Há décadas venho afirmando que o egoísmo só irá desaparecer quando desaparecer a generosidade. Ou seja,
o parasita só desaparecerá quando não houver mais hospedeiro a ser parasitado. Assim sendo, todo aquele que defender a generosidade como virtude estará indiretamente defendendo a existência de egoístas!
A superação da dualidade egoísmo-generosidade corresponde ao modo de ser
que chamo de justo: aquele no qual não se recebe mais do que se dá, mas
também não se dá mais do que recebe.
O justo terá que ser um indivíduo independente, tanto do ponto de
vista prático como emocional. Não poderá necessitar de ninguém para as
questões práticas da sobrevivência, como é o caso do egoísta. Não poderá
necessitar de ninguém do ponto de vista do aconchego emocional, como é o
caso do generoso. Isso não significa que não deseje estabelecer elos
nos quais hajam trocas de todos os tipos. Trocas justas.

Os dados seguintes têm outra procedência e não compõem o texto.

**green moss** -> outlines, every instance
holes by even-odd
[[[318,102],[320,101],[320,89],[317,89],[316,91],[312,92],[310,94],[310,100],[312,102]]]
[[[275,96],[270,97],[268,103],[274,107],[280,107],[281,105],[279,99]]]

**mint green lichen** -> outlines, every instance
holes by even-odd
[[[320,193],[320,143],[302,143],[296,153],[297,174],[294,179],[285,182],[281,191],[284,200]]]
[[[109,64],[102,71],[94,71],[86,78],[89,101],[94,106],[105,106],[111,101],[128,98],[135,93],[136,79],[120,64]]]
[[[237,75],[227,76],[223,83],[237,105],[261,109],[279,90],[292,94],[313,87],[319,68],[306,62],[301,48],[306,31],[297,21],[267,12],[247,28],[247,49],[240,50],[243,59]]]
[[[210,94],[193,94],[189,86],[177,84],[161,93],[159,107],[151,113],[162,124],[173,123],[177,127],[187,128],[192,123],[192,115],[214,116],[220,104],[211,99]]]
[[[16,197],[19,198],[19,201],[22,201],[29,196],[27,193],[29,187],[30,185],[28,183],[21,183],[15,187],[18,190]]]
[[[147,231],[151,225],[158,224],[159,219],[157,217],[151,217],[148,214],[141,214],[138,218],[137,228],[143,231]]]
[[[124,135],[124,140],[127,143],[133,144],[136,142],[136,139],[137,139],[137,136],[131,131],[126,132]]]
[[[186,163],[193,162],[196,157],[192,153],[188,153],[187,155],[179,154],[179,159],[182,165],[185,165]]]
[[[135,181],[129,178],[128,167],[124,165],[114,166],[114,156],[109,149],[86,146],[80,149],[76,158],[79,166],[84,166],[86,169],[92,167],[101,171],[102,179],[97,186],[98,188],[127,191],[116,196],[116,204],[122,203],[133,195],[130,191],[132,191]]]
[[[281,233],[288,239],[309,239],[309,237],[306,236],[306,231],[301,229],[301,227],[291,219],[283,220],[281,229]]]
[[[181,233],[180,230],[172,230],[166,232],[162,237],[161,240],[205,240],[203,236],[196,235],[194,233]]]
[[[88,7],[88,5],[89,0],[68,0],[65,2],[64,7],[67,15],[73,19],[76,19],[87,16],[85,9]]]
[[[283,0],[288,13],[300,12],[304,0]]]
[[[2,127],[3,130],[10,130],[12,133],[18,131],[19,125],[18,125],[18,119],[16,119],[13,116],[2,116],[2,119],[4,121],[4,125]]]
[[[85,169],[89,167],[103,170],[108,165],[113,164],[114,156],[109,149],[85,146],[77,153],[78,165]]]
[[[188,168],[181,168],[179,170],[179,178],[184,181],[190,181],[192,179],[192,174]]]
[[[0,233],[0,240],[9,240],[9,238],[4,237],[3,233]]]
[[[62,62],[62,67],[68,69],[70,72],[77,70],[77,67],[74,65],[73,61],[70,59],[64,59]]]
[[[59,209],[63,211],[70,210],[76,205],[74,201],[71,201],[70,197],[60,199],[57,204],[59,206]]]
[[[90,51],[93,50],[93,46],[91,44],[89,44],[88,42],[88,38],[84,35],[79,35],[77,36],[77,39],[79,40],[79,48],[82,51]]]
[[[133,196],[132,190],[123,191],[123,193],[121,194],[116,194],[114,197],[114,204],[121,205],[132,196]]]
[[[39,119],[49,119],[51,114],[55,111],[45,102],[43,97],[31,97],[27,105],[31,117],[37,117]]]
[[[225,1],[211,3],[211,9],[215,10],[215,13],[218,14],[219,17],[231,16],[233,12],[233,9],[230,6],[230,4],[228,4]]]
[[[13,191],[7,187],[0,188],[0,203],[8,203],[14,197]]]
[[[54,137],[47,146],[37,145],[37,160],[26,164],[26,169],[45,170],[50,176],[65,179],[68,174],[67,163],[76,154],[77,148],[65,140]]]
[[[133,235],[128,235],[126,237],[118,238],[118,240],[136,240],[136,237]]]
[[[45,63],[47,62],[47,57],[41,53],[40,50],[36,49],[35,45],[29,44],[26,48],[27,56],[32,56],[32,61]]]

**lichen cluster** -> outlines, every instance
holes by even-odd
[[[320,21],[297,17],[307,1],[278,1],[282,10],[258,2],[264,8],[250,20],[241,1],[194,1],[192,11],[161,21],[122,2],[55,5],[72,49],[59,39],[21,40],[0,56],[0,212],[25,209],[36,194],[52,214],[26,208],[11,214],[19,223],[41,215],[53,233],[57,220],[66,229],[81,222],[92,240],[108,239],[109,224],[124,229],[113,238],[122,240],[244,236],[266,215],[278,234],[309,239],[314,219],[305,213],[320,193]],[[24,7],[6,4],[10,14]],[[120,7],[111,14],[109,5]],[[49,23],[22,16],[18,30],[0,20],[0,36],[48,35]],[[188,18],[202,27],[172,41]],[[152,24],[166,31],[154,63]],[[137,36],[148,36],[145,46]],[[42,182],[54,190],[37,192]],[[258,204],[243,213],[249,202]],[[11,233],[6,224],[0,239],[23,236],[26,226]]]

Não se deve desprezar também a diferença entre necessidade e desejo. No
caso do desejo, o que está em jogo é o prazer e não a necessidade, de
modo que tendemos a ser muito mais cuidadosos na “contabilidade” que
envolve as trocas com os que nos cercam.
Pessoas maduras emocionalmente gostam de se relacionar social e
afetivamente. Por não precisarem vitalmente das outras pessoas não são
obrigadas a estar com elas o tempo todo, como costuma acontecer com os
egoístas, mais imaturos e dependentes.
Pessoas mais maduras gostam também de ficar consigo mesmas, com seus
pensamentos, seus sonhos, suas músicas, seus livros, etc. Pessoas mais
maduras são aquelas que desenvolveram mais firmemente sua
individualidade e chegaram a um modo de ser que lhes agrada; assim,
conviver consigo mesmas também é um bom programa!
Pessoas mais maduras são, pois, individualistas, aquelas que exercitam com prazer suas individualidades.
Costumam preferir um convívio social mais restrito, de modo que são mais
exigentes na escolha dos seus amigos e conhecidos. Outras não se sentem
muito gratificadas com as interações humanas e pode muito bem ser que
prefiram uma vida mais solitária. Especialmente aquelas que já se
conciliaram com essa peculiaridade da nossa condição.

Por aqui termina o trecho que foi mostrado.